The replacement of gene fragments that are damaged due to disease or cause disease is a new frontier in medical science. While biochemical engineers have successfully used viruses to deliver therapeutic agents the results have not proven as effective as hoped using modern viruses. Luk H. Vandenberghe of Harvard Medical School and Eric Zinn of the Schepens Eye Research Institute are the first to resurrect an ancient virus line of adeno-associated viruses that has shown great success in gene therapy in animals.
The researchers recreated adeno-associated viruses that disappeared long ago by calculation of the evolutionary steps that produced the viruses. The aim was to produce a more efficient and selective carrier for molecules that are used in gene therapy. The nine ancient viruses that were created have shown great promise in treating genetic problems with the liver, the retina, and muscles in mice. The advantage of the ancient virus is that it can specifically target a gene in an organ without invoking the natural immune response.

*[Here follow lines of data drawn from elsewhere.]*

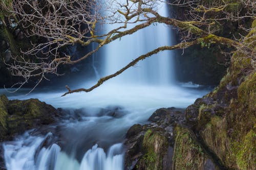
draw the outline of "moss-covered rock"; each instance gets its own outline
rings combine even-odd
[[[219,169],[187,129],[175,128],[173,169]]]
[[[4,95],[0,96],[0,139],[4,137],[7,131],[7,119],[8,99]]]
[[[246,41],[255,46],[254,31]],[[197,102],[205,99],[211,99],[212,103]],[[194,130],[228,168],[256,168],[255,99],[256,72],[251,59],[237,52],[219,85],[186,110],[187,120],[190,121],[188,116],[194,118]]]
[[[25,130],[55,122],[58,115],[52,106],[38,99],[8,101],[0,96],[0,141]]]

The researchers built in several safety factors to prevent the ancient viruses from becoming active disease causing agents. Viruses that were known to not produce any disease were created. The ability of the virus to reproduce itself while it is being used in gene therapy was eliminated. The resurrected viruses produced better results than modern adeno-associated viruses used in the same manner. The outer shell of the ancient virus is more easily manipulated into being a carrier for gene therapies that could cure blindness and liver disease.